Comments: Those of us blessed with a sweet tooth are mostly unaware of those not so blessed. But surely those dear souls want to bake, too. Riding to their rescue is pastry chef Mary Cech, who has developed a whole book of savory baking recipes (there is a tablespoon or two of sugar here and there, to bring out the other flavors, "much like salt"). The book introduces readers to baking with herbs, nuts, fruits, cheeses, mushrooms, meats, and garlic rather than chocolate chips and buttercream.
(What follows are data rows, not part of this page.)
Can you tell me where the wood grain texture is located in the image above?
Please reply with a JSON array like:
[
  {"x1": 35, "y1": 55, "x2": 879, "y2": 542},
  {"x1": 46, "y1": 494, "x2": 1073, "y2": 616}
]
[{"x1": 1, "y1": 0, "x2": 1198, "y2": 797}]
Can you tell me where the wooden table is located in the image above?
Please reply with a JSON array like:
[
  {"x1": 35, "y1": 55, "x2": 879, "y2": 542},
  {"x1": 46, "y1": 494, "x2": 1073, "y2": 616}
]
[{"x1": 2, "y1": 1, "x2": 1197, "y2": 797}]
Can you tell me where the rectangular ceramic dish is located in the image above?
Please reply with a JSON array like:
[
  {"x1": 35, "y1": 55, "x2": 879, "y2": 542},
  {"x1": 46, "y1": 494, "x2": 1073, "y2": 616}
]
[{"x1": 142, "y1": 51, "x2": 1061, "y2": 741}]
Chapters include quick breads (muffins, scones, biscuits, pancakes, crepes, waffles, and loaves); flaky pastries (short dough, pastry dough and pie pastry, and phyllo); rustics (cobblers, crumbles, betties, bread puddings, shortcakes, dumplings, and cheesecakes); "pastries with a puff" (soufflés, pate a choux, and popovers); cookies (soft, crispy, chewy, and flaky); and "the side show" (sauces, spreads, chutneys, and salads). Some of the cookie recipes might be construed as modestly sweet, being made with fruit, figs, and apricots, but in general they hew to the line of not sweet.
Even though blessed with a sweet tooth and quite capable of living our lives on the sweet side of the baking spectrum, we love having access to all these essentially new, creative savory recipes.